Sua esposa doente está em uma cadeira de rodas, então eles alugam diferentes "carroças puxadas por burros, caminhões, ou carros" para distâncias curtas. "Poucos motoristas aceitam viagens longas por falta de combustível. Às vezes, era preciso andar, empurrando-a", explica.
Ao seu redor, em Bani Suheila, a leste de Khan Yunis, há centenas de famílias com crianças que esperam.
O Exército israelense afirma que esta área é relativamente segura, mas, no domingo, quatro bombas lançadas por um avião destruíram uma dúzia de casas.
O chefe dos hospitais de Gaza, Mohamed Zaqut, disse à AFP que houve "dez mortos, incluindo mulheres e crianças".
- Sem pão -
Quase uma em cada duas casas foi destruída, ou danificada, na Faixa de Gaza, onde existem atualmente mais de um milhão e meio de pessoas deslocadas, segundo a ONU. Em três dias, quase 200 mil pessoas trocaram o norte pelo sul.
Com esse fluxo, os aluguéis que giravam em torno de US$ 150 por mês agora são oferecidos entre US$ 500 e US$ 1.000 (R$ 763,5, R$ 2.455 e R$ 4.910, respectivamente, na cotação atual).
"Aluguel? Não consigo nem encontrar pão para alimentar meus filhos", desabafa Um Yaqub, 42 anos, que chegou a Khan Yunis há três dias com o marido e seus sete filhos.
O acesso ao pão é tão difícil, porque "o único moinho da Faixa de Gaza não funciona mais por falta de eletricidade e de combustível", explica a ONU.
Em 7 de outubro, o Hamas, no poder em Gaza, lançou um ataque sem precedentes em solo israelense, matando 1.200 pessoas, a maioria civis, e sequestrando mais de 240, segundo as autoridades israelenses.
Desde então, Israel bombardeou o pequeno território palestino, onde mais de 11.000 pessoas, principalmente civis, morreram, segundo o Ministério da Saúde do Hamas.
- 'Dormimos no chão' -
Antes do conflito, pouco mais de 80% dos habitantes de Gaza viviam na pobreza, e quase dois terços dependiam da ajuda internacional, conforme dados da ONU.
A fome não é o único problema de Yaqub.
"Meu marido tem problemas cardíacos", diz ela, e sua filha Rim, 20 anos, "deveria estar em uma cama ortopédica".
"Mas dormimos todos no chão, na poeira e não temos nem cobertor, apesar de fazer muito frio à noite", relata.
Seu marido, Atef Abu Jarad, de 47 anos, permanece em uma sala de aula no primeiro andar da escola onde a família está alojada em barracas com dezenas de outros deslocados.

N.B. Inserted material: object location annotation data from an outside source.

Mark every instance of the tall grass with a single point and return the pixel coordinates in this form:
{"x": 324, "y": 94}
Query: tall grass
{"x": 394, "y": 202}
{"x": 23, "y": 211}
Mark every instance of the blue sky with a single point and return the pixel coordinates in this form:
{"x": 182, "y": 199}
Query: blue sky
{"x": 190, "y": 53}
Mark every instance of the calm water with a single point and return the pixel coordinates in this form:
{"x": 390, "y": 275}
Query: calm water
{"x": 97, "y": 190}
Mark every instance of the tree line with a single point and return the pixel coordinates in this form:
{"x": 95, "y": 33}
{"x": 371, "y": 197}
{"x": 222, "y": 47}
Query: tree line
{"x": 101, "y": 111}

"Não tenho um shekel para comprar comida para os meus filhos", lamenta, embora as barracas tampouco tenham água mineral, leite e fralda infantis, ou macarrão seco.

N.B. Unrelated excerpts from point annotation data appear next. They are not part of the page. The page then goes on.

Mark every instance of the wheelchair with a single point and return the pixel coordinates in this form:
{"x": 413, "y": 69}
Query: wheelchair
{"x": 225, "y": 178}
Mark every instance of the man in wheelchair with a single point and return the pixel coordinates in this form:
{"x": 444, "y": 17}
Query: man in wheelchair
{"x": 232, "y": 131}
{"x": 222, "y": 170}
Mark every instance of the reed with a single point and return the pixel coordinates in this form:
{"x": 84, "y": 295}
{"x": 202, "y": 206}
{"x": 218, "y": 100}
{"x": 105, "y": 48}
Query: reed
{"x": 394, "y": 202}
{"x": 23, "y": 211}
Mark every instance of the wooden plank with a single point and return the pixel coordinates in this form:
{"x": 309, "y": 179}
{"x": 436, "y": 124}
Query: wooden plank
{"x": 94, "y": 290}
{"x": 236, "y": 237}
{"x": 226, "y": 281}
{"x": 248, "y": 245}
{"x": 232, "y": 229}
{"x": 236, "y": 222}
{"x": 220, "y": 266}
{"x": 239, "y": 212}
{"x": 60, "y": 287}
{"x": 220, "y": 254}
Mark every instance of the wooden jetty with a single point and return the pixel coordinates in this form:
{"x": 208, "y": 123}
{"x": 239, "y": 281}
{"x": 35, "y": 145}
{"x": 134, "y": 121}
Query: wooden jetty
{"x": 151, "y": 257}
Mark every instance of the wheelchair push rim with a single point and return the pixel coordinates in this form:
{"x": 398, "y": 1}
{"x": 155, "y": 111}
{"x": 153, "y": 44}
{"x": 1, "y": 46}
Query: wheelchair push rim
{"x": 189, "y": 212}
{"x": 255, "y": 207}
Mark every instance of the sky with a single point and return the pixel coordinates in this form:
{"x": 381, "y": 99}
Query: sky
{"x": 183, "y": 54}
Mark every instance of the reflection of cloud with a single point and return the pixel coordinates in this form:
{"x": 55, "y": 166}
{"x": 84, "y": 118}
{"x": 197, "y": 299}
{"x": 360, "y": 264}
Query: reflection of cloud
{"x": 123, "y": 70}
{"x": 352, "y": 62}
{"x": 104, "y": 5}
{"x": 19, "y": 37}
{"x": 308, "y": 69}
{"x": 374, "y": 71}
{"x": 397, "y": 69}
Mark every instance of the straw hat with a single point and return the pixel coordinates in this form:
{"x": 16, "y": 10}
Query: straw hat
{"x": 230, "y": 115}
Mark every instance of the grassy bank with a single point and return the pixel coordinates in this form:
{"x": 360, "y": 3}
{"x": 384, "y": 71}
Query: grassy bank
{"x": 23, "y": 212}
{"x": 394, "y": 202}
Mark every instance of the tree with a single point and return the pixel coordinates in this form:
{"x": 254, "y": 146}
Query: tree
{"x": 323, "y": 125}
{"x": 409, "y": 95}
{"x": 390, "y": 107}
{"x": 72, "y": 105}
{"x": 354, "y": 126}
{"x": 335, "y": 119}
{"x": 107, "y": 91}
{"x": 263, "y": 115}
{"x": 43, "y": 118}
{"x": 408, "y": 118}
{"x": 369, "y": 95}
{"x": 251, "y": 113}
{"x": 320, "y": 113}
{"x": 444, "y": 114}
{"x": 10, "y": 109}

Os deslocados recebem alguma ajuda alimentar.
"Uma porção de arroz para dividir entre sete", resume.
Quanto à água, é preciso ir buscá-la em uma torneira, na qual há uma longa fila de deslocados. Sua filha Rim teve de interromper o tratamento com os analgésicos que toma desde o nascimento, por sofrer de deformidades na coluna e nos ombros.
"A dor me impede de dormir, mas não temos como comprar remédios", diz ela, resignada, com o estômago vazio. Porque seus irmãos e irmãs mais novos "precisam se alimentar".